So far as concerns the rights of the plaintiff, the proceedings of the probate court were null and void. She was not served with any process; she did not appear, and the pretended waiver was a mere fraud. She knew nothing of a waiver or the legal import of the document which is claimed to be a waiver. There was no marriage settlement. The plaintiff is the surviving wife of the deceased, and as such she is entitled to all the rights of a surviving wife as provided by statute.

I fully concur in the dissenting opinion of Justice Grace. It is not true, as stated in the opinion of Justice Birdzell, that the planitiff was apprised of her rights, or that she ever had a day in court. She was a poor, ignorant, helpless woman, who could not read or write English, and knew nothing of our laws or customs. It was the bounden duty of the court to protect her rights and to guard her against imposition and the lack of competent counsel. When this court certifies that a person is competent and may safely be trusted to give counsel and to defend the rights of suitors, it becomes the duty of the court to make good its certificates by guarding the rights of the poor and ignorant when their counsel fail them.

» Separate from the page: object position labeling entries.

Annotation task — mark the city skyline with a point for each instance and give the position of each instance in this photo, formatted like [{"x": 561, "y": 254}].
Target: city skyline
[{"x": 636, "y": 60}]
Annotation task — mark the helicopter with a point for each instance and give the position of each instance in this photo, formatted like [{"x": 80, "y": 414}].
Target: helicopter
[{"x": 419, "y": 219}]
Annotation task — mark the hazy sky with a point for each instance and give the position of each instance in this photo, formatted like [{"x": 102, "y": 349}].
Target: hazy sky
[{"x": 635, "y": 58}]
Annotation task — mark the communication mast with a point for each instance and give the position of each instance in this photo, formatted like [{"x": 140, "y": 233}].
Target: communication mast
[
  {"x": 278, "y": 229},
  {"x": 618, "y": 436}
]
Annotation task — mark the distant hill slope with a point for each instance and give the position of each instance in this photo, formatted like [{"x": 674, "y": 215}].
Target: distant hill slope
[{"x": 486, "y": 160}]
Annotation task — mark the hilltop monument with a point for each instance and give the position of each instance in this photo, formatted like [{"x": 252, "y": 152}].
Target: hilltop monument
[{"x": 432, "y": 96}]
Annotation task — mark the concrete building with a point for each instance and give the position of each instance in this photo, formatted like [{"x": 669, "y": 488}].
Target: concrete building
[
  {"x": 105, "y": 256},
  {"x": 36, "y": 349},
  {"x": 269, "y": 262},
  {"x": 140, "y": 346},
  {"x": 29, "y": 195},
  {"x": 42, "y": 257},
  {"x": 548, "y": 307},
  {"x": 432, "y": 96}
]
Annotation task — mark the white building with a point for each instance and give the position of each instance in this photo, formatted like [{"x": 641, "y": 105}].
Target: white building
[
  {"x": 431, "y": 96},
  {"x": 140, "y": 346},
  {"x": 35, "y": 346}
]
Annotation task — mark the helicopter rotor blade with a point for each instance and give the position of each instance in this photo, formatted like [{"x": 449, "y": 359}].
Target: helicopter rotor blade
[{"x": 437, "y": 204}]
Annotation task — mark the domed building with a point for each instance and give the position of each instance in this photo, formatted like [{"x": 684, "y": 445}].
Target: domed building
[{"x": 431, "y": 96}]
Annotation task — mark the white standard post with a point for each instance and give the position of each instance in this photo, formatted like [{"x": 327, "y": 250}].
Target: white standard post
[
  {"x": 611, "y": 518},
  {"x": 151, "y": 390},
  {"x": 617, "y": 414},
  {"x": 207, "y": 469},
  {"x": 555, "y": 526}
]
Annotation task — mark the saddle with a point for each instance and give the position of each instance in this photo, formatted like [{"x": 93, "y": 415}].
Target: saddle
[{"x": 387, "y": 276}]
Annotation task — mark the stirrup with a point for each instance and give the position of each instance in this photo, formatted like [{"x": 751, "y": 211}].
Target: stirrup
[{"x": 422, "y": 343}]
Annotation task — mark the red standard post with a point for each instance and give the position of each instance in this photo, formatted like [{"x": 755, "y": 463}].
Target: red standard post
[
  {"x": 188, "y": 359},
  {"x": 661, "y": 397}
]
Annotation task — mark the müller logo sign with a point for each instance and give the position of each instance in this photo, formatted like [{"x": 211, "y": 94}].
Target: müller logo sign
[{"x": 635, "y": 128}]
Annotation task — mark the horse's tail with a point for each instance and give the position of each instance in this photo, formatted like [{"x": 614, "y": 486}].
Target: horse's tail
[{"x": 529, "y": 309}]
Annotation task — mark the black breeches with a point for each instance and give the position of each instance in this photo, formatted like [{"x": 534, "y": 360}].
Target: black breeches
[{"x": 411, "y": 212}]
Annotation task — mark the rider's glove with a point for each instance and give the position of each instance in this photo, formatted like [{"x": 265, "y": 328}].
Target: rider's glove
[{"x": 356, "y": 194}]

The plaintiff gave one McBride $25 to advise her and to protect her rights. lie accepted her money and did not a thing to protect her. He offered to accept $50 for taking an appeal, but he had done nothing to lay the foundation for an appeal. He showed either gross incompetency or neglect.

No judge can honestly assert that the plaintiff has been given her legal rights. She has been buncoed by a shameful and mock legal proceeding. The pretended judgment of the county court is manifestly and confessedly wrong. It is a fraud on the plaintiff and no court should hesitate to declare it null and void.